21.07.21 15:20:39.042 nuctl.platform (I) Waiting for function to be ready {"timeout": 60}
21.07.21 15:20:40.480 nuctl (I) Function deploy complete {"functionName": "pth-facebookresearch-detectron2-retinanet-r101", "httpPort": 49153}
Advanced capabilities
Optimize using GPU
To optimize a function for a specific device (e.g. GPU), basically you just need to modify instructions above to run the function on the target device. In most cases it will be necessary to modify installation instructions only.
For RetinaNet R101
which was added above modifications will look like:
--- function.yaml 2021-06-25 21:06:51.603281723 +0300
+++ function-gpu.yaml 2021-07-07 22:38:53.454202637 +0300
@@ -90,7 +90,7 @@
]
spec:
- description: RetinaNet R101 from Detectron2
+ description: RetinaNet R101 from Detectron2 optimized for GPU
runtime: 'python:3.8'
handler: main:handler
eventTimeout: 30s
@@ -108,7 +108,7 @@
- kind: WORKDIR
value: /opt/nuclio
- kind: RUN
- value: pip3 install torch==1.8.1+cpu torchvision==0.9.1+cpu torchaudio==0.8.1 -f https://download.pytorch.org/whl/torch_stable.html
+ value: pip3 install torch==1.8.1+cu111 torchvision==0.9.1+cu111 torchaudio==0.8.1 -f https://download.pytorch.org/whl/torch_stable.html
- kind: RUN
value: git clone https://github.com/facebookresearch/detectron2
- kind: RUN
@@ -120,12 +120,16 @@
triggers:
myHttpTrigger:
- maxWorkers: 2
+ maxWorkers: 1
kind: 'http'
workerAvailabilityTimeoutMilliseconds: 10000
attributes:
maxRequestBodySize: 33554432 # 32MB
+ resources:
+ limits:
+ nvidia.com/gpu: 1
+
platform:
attributes:
restartPolicy:
Note: GPU has very limited amount of memory and it doesn’t allow to run multiple serverless functions in parallel for now using free open-source Nuclio version on the local platform because scaling to zero feature is absent. Theoretically it is possible to run different functions on different GPUs, but it requires to change source code on corresponding serverless functions to choose a free GPU.
Debugging a serverless function
Let’s say you have a problem with your serverless function and want to debug it.
Of course you can use context.logger.info
or similar methods to print the
intermediate state of your function.
Another way is to debug using Visual Studio Code.
Please see instructions below to setup your environment step by step.

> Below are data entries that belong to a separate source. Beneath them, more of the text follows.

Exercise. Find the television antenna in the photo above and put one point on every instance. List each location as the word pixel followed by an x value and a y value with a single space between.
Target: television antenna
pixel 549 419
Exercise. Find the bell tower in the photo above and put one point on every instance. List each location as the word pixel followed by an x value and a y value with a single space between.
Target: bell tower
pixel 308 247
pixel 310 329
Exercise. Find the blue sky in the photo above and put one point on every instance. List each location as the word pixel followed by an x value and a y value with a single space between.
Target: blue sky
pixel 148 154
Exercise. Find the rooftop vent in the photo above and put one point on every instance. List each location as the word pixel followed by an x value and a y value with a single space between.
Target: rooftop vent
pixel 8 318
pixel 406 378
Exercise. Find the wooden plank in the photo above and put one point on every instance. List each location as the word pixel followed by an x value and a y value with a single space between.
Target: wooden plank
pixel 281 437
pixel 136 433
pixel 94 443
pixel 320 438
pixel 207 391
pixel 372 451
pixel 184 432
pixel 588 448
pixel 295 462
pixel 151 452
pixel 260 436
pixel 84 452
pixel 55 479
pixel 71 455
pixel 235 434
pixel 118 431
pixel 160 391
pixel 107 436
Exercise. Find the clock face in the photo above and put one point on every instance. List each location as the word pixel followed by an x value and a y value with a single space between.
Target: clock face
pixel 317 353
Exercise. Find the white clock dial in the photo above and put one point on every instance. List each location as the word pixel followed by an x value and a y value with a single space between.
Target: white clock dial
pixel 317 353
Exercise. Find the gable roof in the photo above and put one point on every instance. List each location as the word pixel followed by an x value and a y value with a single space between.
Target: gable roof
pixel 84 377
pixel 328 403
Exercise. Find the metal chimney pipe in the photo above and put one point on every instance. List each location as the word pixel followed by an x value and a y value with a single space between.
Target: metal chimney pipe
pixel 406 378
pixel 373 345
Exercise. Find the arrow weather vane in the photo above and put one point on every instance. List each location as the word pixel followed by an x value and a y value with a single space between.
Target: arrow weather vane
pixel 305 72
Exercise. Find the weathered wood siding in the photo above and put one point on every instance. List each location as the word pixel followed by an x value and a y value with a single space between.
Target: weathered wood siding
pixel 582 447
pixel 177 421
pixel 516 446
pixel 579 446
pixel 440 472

Let’s modify our function.yaml to include debugpy
package and specify that maxWorkers
count is 1. Otherwise both workers will
try to use the same port and it will lead to an exception in python code.
- kind: RUN
value: pip3 install debugpy
triggers:
myHttpTrigger:
maxWorkers: 1
Change main.py
to listen to a port (e.g. 5678). Insert code below
in the beginning of your file with entry point.
import debugpy
debugpy.listen(5678)
After these changes deploy the serverless function once again. For
serverless/pytorch/facebookresearch/detectron2/retinanet/nuclio/
you should
run the command below:
serverless/deploy_cpu.sh serverless/pytorch/facebookresearch/detectron2/retinanet
To debug python code inside a container you have to publish the port (in this tutorial it is 5678). Nuclio deploy command doesn’t support that and we have to workaround it using SSH port forwarding.
- Install SSH server on your host machine using
sudo apt install openssh-server
- In
/etc/ssh/sshd_config
host file setGatewayPorts yes
- Restart ssh service to apply changes using
sudo systemctl restart ssh.service
Next step is to install ssh client inside the container and run port forwarding.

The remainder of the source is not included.